Fakt ist: Neben dem erwähnten Aufstand im Bässlergut gelangte im letzten Jahr auch der zweitägige Hungerstreik in der kantonalen Asylunterkunft im Tessiner Dorf Camorino an die Öffentlichkeit. Das sind zwei grosse Hungerstreiks in einem Jahr. Wer mit Aktivist*innen spricht, hört zudem immer wieder von Fällen, die nicht an die Öffentlichkeit gelangen. Sie finden in Spitälern, Ausschaffungsgefängnissen oder sogenannten „Rückkehrzentren” statt. Und sie sind immer ein verzweifelter Akt derjenigen, die ausweglos in den Lagerstrukturen des Schweizer Asylwesens feststecken.

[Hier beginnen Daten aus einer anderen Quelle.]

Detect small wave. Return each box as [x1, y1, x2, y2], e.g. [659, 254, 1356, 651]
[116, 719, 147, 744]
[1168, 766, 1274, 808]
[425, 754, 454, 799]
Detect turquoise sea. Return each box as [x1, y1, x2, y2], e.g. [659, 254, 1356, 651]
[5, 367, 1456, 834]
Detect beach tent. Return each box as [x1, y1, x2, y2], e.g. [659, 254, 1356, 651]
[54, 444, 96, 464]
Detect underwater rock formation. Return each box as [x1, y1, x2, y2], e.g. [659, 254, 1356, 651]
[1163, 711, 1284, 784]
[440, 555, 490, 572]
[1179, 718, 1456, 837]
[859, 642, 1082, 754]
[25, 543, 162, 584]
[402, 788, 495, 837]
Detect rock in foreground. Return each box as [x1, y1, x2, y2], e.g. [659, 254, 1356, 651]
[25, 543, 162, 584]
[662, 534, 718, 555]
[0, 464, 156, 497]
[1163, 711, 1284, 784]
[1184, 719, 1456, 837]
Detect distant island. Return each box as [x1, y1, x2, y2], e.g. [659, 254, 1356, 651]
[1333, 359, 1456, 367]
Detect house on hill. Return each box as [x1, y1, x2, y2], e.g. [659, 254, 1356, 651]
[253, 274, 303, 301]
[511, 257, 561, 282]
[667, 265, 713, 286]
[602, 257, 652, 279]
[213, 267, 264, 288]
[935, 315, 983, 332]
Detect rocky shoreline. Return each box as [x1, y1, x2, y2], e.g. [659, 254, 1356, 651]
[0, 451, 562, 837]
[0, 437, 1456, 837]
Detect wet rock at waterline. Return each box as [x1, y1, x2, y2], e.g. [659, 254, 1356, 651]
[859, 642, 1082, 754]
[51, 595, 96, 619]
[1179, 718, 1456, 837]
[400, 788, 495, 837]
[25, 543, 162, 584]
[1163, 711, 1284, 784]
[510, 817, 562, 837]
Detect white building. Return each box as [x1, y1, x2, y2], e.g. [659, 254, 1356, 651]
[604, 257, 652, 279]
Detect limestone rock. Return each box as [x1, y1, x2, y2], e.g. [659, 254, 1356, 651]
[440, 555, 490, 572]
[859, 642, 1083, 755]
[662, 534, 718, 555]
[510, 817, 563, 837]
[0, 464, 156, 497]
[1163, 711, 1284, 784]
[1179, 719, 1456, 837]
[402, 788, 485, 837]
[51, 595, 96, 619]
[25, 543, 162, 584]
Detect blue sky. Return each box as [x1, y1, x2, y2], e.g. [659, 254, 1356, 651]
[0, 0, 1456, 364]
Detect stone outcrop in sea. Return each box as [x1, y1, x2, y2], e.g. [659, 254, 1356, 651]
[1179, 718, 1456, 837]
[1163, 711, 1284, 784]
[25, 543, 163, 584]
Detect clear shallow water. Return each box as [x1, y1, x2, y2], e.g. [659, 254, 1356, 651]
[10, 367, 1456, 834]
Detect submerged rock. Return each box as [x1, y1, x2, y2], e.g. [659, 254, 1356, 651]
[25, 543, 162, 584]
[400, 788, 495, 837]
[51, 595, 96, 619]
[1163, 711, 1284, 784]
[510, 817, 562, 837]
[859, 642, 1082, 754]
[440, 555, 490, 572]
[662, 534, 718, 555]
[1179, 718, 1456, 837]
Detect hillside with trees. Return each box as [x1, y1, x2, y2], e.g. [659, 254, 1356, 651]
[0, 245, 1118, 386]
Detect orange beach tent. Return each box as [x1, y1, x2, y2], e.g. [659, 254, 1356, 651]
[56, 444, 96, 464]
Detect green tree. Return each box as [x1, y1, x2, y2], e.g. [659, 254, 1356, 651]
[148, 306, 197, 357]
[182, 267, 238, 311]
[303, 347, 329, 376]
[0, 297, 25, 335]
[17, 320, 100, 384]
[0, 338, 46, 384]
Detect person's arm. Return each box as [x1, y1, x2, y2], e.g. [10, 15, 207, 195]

Es gibt noch viel zu zählen
Die fehlenden Zahlen zu Hungerstreiks reihen sich in eine lange Liste von klaffenden Lücken in den statistischen Erhebungen zum Asylwesen ein. Das ist kein Zufall. Statistik ist immer auch Politik, und wer in der Statistik nicht auftaucht, bleibt unsichtbar. Die statistische Erhebung ist ein mächtiges Instrument. Statistiken können Sachverhalte mit Objektivität erhellen, bei entsprechender Zurüstung aber auch als Grundlage für politische Hetze dienen. Zum Beispiel, wenn Ausgaben bei der Sozialhilfe mit der Nationalität von Empfänger*innen erklärt werden. Wenn die Statistik hingegen etwas ganz ignoriert, wie eben die Anzahl Hungerstreiks im Asylwesen, verhindert das, dass ein Thema überhaupt auf der politischen Bildfläche erscheint.
Das Beispiel Grossbritannien zeigt: Um in dieser Frage statistisch Fakten zu schaffen, braucht es politischen Willen. Britische Politiker*innen waren nach der Publikation der Zahlen schockiert. Würden die Zahlen in der Schweiz denselben Effekt haben? Eine Interpellation im Bundesparlament könnte Antworten liefern.